Dark clouds, plumes, and projection maps are the rising stars in our daily intake of news media. My work investigates these brumes and billows formally as well as analyzing their participation in a discussion about the future of this planet. Mankind's false sense of control over natural resources leaves us vulnerable to nature's powerful acts of reclamation: hurricanes, floods and the ground sinking beneath our feet. I explore the relationship between man and environment through events close to my personal experience such as Hurricane Katrina; the BP oil spill in the Gulf; and other contemporary political and ecological catastrophes.

A love of drawing and an obsession with mapping are central to my process. I use a combination of text and image to form a dense visual architecture. The diagrammatic and information map formats that inspire my compositions have fueled my work in a visual fiction genre of my own invention: Contemporary Creative Nonfictions. The process of research is integral to my practice. My drawings incorporate samples from the literature that inspires my work-magical realist fiction, mythological narratives, and my own pseudo-fictional parables. In addition, I investigate recent historical documents, diagrams of weather systems, and newsfeeds. Together, these resources form dense Story Maps, which I often silkscreen directly into the borders of my drawings. The narratives are drawn, screen printed and/or sculpted into woodcut prints on repurposed bed sheet fabrics, appliqué stitched together to form colorful, layered surfaces.

The characters in my narrative prints include hybrid monsters drawn from local fauna combined with contemporary political figures and my own presence, which signifies a question of personal involvement in the planet's present predicament. The figures' corporeal forms as well as their sensibilities are informed through a study of Greek and other mythological narratives. Animal-human hybrids function in my work as stand-ins for the evolution of man under extreme pressure and sudden environmental change. These modified beastly forms embody the human desire to personify animals in our environment as a way to empathize with and understand them.

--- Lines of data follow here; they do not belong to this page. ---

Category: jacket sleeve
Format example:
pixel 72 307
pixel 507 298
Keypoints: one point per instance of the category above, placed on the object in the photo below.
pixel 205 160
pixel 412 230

Accompanying the prints, I create collections of crocheted pieces called Foot Prints. These large, low relief fabric sculptures are assembled from printed scraps as well as repurposed clothing. The pluming shapes of the Foot Prints mirror Doppler images of monstrous weather conditions, encroaching on the tenuous infrastructures of cities and ecosystems. The depiction of dangerous substances and serpentine weather systems functions as a reoccurring image throughout the work--as setting, victim and protagonist.